One of the rabid objectors, a teen from Ketchum, Idaho, started a blog — NoRush.com — and a petition calling for Logan Rush to be ditched and the lead role to be recast. She got tens of thousands of signatures, too, but then the movie studio craftily released several publicity shots of Logan — all bronze-skinned, tousle-haired, and electric-eyed — and the fans changed their screams.
“Gimme! He’s awesome, perfect, epic! Just how we always pictured him, just what we wanted. And he’s so handsome!”
Fickle.
For the record, I liked him from the get-go. My fourteen-year-old heart knew a good thing when my eyes saw it. And I’ve remained constant — I still subscribe to seven fan sites and five newsfeeds about him.
In the trilogy of Beast books, the hero — a teenage boy called Chase Falconer — takes the natural world for granted, exploiting and polluting until the day he makes the mistake of insulting a shaman, who is a direct descendent of a line of shamans stretching back to the Incas.
The mystical medicine man says, “To learn respect, you must learn compassion. To learn compassion, you must master empathy. To master empathy, you must walk in the feet of the other.”

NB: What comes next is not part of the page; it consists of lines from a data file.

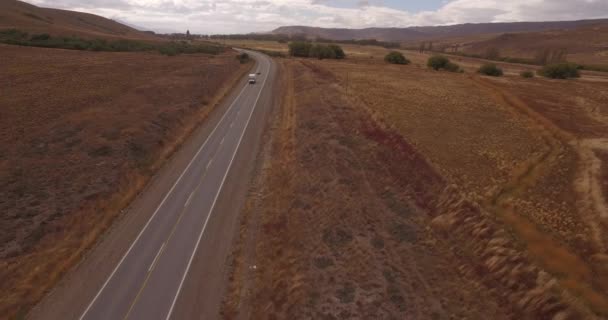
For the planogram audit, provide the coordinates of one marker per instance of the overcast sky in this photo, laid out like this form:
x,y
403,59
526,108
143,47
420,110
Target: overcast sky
x,y
244,16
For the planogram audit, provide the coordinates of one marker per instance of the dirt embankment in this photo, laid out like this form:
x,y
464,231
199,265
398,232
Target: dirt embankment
x,y
422,194
342,221
81,134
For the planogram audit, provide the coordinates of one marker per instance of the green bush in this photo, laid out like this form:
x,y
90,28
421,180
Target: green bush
x,y
594,67
438,62
396,57
441,62
319,51
299,49
40,37
490,69
16,37
243,58
563,70
338,52
168,51
527,74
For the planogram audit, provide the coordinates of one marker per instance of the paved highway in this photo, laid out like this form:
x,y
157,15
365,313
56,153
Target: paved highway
x,y
148,280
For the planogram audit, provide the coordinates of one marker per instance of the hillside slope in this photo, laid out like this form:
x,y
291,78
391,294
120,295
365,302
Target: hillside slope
x,y
33,19
429,33
588,44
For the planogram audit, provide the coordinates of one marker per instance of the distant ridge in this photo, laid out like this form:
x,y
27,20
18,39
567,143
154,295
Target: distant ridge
x,y
33,19
434,32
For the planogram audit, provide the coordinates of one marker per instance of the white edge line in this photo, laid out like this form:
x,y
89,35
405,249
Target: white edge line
x,y
179,289
157,255
159,206
189,198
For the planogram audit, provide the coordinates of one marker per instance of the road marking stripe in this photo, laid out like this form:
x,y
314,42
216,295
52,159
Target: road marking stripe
x,y
156,258
200,236
160,205
189,198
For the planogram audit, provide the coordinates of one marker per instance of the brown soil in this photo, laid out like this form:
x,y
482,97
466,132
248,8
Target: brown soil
x,y
81,134
494,184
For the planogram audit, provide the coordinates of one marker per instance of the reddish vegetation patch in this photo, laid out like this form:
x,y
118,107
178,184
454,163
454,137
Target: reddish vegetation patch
x,y
343,223
603,156
80,134
419,176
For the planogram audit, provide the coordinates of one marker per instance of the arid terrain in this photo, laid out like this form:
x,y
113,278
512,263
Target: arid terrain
x,y
397,191
81,134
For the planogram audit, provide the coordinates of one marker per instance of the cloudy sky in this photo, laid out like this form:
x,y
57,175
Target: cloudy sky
x,y
244,16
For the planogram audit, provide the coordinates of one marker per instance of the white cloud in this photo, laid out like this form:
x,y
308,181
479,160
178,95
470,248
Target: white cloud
x,y
242,16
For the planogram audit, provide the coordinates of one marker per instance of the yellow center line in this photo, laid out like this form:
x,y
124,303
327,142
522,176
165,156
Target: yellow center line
x,y
143,286
181,215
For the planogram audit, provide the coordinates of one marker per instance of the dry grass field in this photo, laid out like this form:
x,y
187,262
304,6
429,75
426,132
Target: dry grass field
x,y
80,135
395,191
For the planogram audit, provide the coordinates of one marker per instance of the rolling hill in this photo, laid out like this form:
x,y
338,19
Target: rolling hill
x,y
433,32
33,19
587,44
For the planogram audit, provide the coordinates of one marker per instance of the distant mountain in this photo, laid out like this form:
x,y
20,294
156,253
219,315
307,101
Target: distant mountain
x,y
429,33
33,19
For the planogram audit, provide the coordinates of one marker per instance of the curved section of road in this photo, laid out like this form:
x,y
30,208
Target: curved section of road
x,y
148,280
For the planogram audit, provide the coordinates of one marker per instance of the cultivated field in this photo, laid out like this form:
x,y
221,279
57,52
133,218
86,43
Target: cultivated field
x,y
80,135
395,191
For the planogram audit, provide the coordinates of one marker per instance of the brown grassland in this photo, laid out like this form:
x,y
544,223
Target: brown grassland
x,y
80,135
396,191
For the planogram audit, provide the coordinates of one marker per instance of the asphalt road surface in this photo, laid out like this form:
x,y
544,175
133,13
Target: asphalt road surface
x,y
148,281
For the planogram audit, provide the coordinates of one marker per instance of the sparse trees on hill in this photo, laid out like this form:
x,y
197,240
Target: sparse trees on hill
x,y
550,56
396,57
317,50
562,70
440,62
299,49
492,53
490,69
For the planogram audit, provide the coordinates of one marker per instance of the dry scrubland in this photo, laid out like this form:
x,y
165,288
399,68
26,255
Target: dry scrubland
x,y
80,135
395,191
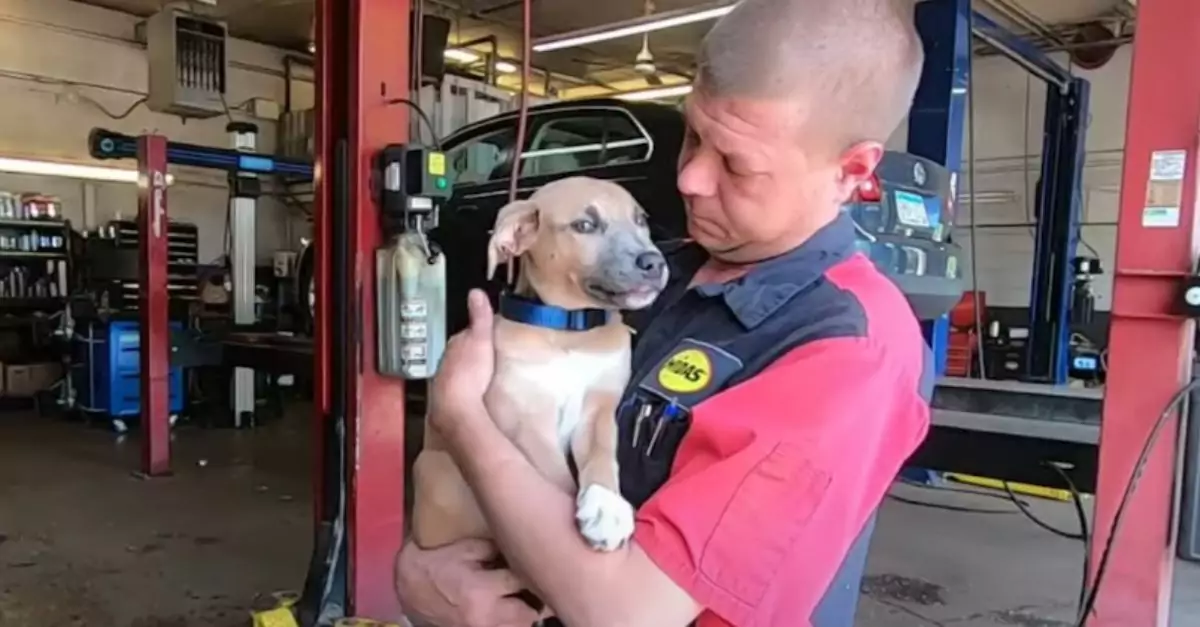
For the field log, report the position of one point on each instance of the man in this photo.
(816, 382)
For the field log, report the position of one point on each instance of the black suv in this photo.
(636, 144)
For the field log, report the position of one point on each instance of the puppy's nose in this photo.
(652, 263)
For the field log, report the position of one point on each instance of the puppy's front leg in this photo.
(605, 518)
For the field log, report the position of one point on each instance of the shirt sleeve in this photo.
(778, 476)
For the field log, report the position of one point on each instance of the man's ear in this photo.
(856, 166)
(516, 227)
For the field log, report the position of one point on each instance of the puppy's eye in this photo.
(585, 226)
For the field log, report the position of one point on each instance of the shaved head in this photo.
(852, 65)
(792, 105)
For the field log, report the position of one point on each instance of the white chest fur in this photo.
(565, 380)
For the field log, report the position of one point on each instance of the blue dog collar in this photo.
(533, 312)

Then he bops the young man on the head with a ceremoni
al gourd, and from then on, Chase is cursed to wander through nature as a shape-shifter, taking the form of fierce, endangered creatures in the battle against poachers, hunters, land-grabbing industrialists and other greedy humans. Along the way he meets a pretty activist, Fern Lightly, who rescues him from a hunter’s trap, and their cross-species love story begins.
It sounds weird, but it’s brilliant! And Logan plays the role of Chase Falconer like he was born to do it. Gah! I can’t wait for the next movie to come out.
In the movie adaptation of the first book, Beast: Sun, which was set in India, Logan’s character shape-shifted into the stripes and fangs of a hypnotic-eyed tiger. In the second, Beast: Moon, he fursploded into a dagger-toothed wolf in the woodsy, snowy mountains of Alaska. Now he’s in my corner of the world, Cape Town, South Africa, filming the last in the trilogy — Beast: Stars, in which he morphs into a great white shark, tackling the scourges of long-line fishing and shark-finning under the starlit oceans of the South.
I can hardly believe that he’s right here, working the party just in front of me — less than twenty metres away. And more than a million miles out of reach.
He accepts a glass of champagne from a passing waiter, downs it in one, and takes another. Britney Vaux moves in close and chats to him, moving her hands expressively in the air and tossing her blonde hair. She’s sheathed in a glittering red dress with a plummeting neckline and a back cut low enough to play peekabooty. I’d be tempted to toss some peanuts down the back of it, if I were up there with them. Which I’m not, of course.
The stripe-haired, tall woman from earlier and a couple of Logan’s co-stars join the pair and talk excitedly to Logan. They touch him constantly — squeezing an arm, perhaps to emphasize a point, or patting a shoulder, shaking his hand, or slinging an arm around him while posing for photographs. Britney Vaux picks something off his lapel, then cuddles up close to him to take a selfie on her phone.